I don't see how to make a comparison otherwise. Could you please help me?

enter image description here


Solution

  • Your analysis is indeed correct, but I guess your professor is looking for an explanation like this:

    Suppose the single cycle processor also has the stages that you have mentioned, namely IF, ID, EX, MA and WB and that the instruction spends roughly the same time in each stage as compared to the pipelined processor version. Now you can draw a pipeline diagram for this single cycle processor, and see that it would take 50 cycles on a single cycle processor (which can work on 1 instruction at a time) compared to the 19 cycles on a pipelined processor.

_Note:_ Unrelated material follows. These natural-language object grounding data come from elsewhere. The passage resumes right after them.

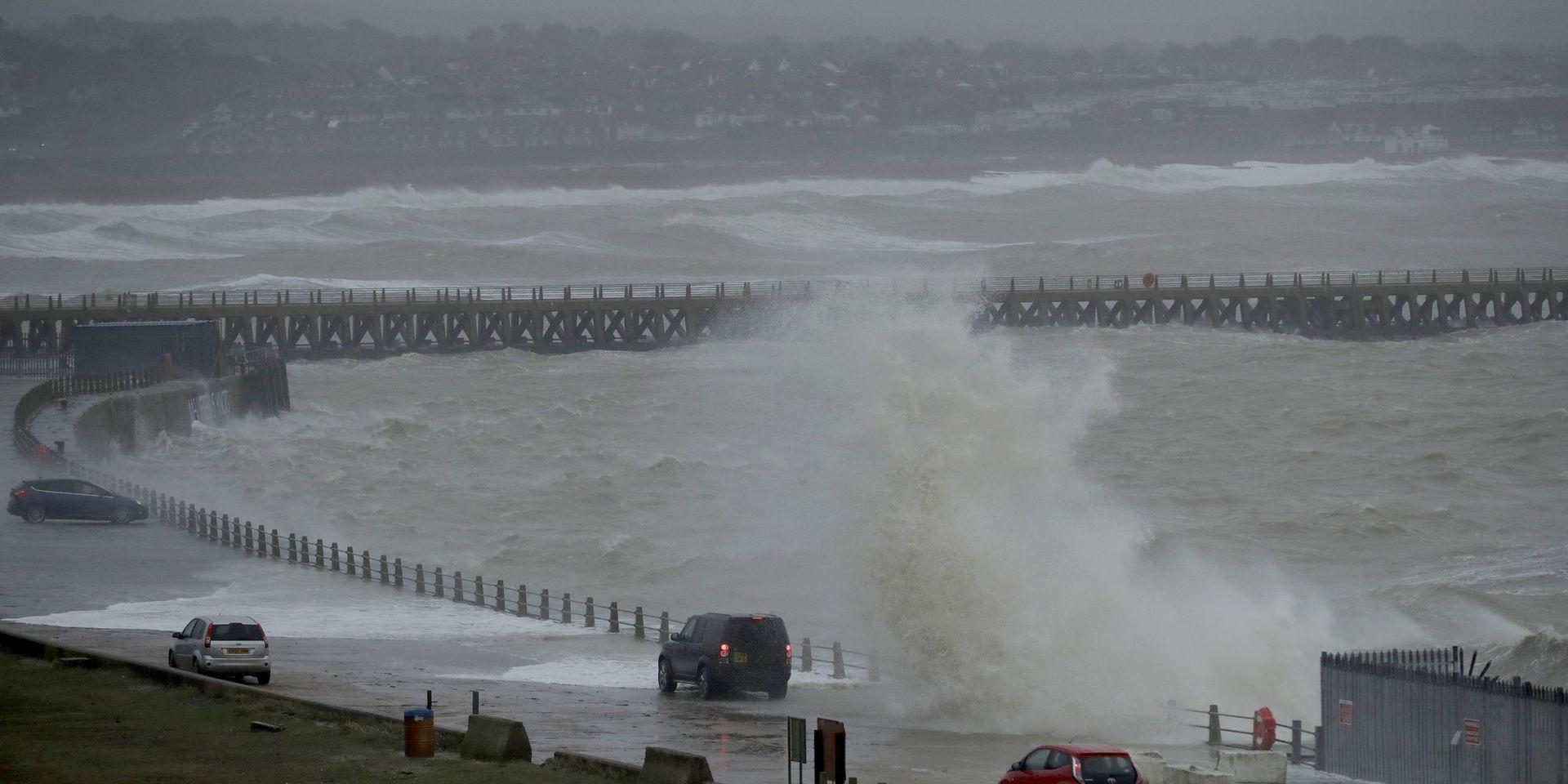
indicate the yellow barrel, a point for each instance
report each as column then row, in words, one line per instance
column 419, row 733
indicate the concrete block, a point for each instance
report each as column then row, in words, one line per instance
column 1254, row 767
column 1196, row 775
column 496, row 739
column 608, row 768
column 666, row 765
column 1150, row 764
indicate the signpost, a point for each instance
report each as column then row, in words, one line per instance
column 797, row 750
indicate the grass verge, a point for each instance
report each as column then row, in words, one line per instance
column 112, row 726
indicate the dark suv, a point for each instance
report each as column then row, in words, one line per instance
column 720, row 651
column 38, row 501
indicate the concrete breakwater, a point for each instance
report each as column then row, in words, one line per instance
column 330, row 322
column 300, row 550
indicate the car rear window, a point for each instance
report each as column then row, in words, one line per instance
column 235, row 632
column 1107, row 765
column 756, row 634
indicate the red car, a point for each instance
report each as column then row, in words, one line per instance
column 1075, row 764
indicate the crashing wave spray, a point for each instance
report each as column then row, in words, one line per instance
column 1012, row 593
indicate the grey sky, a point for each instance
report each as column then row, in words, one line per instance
column 1062, row 22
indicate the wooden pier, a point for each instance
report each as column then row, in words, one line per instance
column 327, row 322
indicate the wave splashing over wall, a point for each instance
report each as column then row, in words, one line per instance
column 1013, row 593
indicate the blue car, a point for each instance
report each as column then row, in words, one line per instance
column 37, row 501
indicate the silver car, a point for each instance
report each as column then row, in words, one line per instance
column 223, row 645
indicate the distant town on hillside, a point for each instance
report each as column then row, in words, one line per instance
column 204, row 88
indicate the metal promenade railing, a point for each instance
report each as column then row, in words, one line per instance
column 185, row 300
column 300, row 550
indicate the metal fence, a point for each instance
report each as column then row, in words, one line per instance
column 1424, row 717
column 800, row 287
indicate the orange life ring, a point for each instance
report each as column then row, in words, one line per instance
column 1263, row 729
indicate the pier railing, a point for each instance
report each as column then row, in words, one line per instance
column 804, row 287
column 296, row 549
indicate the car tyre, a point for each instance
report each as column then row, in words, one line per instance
column 666, row 679
column 705, row 684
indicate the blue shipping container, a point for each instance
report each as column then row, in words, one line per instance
column 138, row 345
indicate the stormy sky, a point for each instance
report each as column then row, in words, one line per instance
column 1058, row 22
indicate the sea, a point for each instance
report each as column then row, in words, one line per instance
column 1031, row 526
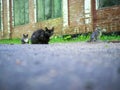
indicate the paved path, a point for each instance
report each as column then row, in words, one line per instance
column 73, row 66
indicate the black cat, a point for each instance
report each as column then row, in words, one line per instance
column 42, row 36
column 96, row 34
column 25, row 39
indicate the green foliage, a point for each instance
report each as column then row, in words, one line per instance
column 66, row 39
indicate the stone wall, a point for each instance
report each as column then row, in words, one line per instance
column 109, row 18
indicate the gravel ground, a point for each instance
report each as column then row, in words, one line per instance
column 71, row 66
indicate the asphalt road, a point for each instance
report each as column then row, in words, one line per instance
column 72, row 66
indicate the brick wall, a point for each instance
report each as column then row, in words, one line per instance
column 108, row 18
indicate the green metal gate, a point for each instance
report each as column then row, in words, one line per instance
column 21, row 12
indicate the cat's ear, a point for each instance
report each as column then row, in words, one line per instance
column 46, row 28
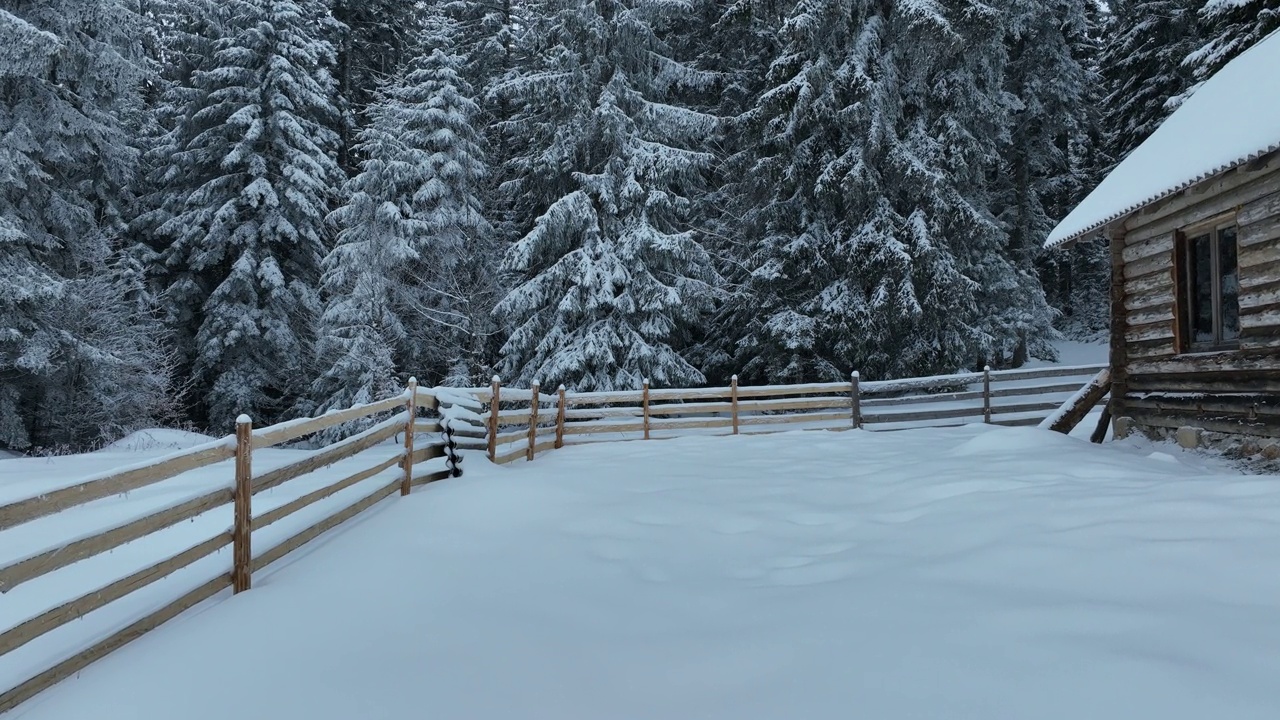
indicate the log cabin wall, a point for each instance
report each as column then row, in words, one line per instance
column 1159, row 382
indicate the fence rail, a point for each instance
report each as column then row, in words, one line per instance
column 237, row 499
column 520, row 428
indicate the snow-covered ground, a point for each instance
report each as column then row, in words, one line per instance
column 958, row 573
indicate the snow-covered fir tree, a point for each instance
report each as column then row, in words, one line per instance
column 1077, row 279
column 867, row 219
column 1051, row 78
column 1143, row 67
column 612, row 272
column 407, row 286
column 1230, row 28
column 374, row 40
column 250, row 173
column 76, row 326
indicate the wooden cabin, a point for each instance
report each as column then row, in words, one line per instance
column 1193, row 220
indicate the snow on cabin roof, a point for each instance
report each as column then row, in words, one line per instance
column 1232, row 119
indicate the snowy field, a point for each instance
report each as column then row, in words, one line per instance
column 965, row 573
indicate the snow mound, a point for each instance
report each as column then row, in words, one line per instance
column 156, row 438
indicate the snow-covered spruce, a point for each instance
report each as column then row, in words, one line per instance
column 612, row 272
column 81, row 356
column 252, row 171
column 398, row 286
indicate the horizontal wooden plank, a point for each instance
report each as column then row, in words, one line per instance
column 76, row 609
column 1156, row 246
column 1265, row 291
column 26, row 691
column 1161, row 297
column 511, row 456
column 1265, row 231
column 1155, row 264
column 1174, row 420
column 115, row 483
column 1042, row 373
column 58, row 557
column 1208, row 361
column 1018, row 422
column 922, row 417
column 1151, row 315
column 343, row 450
column 295, row 429
column 316, row 496
column 325, row 525
column 804, row 404
column 795, row 419
column 1258, row 256
column 515, row 436
column 426, row 478
column 1243, row 405
column 1155, row 282
column 1206, row 200
column 1024, row 408
column 1260, row 209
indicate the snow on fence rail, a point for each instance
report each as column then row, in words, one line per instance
column 517, row 427
column 455, row 409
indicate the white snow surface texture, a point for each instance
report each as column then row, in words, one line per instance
column 967, row 573
column 1230, row 119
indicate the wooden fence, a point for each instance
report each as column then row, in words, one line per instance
column 526, row 422
column 237, row 497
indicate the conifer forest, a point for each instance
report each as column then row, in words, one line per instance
column 277, row 208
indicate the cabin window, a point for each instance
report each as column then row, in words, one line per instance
column 1211, row 290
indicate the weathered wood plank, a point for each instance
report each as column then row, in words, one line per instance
column 117, row 483
column 1206, row 200
column 26, row 691
column 325, row 525
column 1260, row 209
column 976, row 411
column 1258, row 233
column 1152, row 282
column 293, row 429
column 59, row 557
column 1156, row 246
column 316, row 496
column 1080, row 405
column 1212, row 424
column 76, row 609
column 1258, row 255
column 328, row 456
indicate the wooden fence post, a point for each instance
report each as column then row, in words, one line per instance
column 645, row 405
column 408, row 437
column 560, row 419
column 986, row 393
column 732, row 395
column 242, row 555
column 533, row 420
column 855, row 400
column 494, row 390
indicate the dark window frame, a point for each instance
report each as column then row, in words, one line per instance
column 1184, row 286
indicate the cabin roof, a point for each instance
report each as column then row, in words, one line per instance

    Again, I prefer the way you have analyzed it (as the single cycle processor wouldn't really have each of those stages in a different clock cycle, it would just have a very long clock cycle to cover all the stages). Also, you've not mentioned whether this is a stalling-only MIPS pipeline (for which your answer is correct) or if this is a bypassed-MIPS pipeline. If this is the latter, you can shave off a few more cycles and get it down to 15 cycles.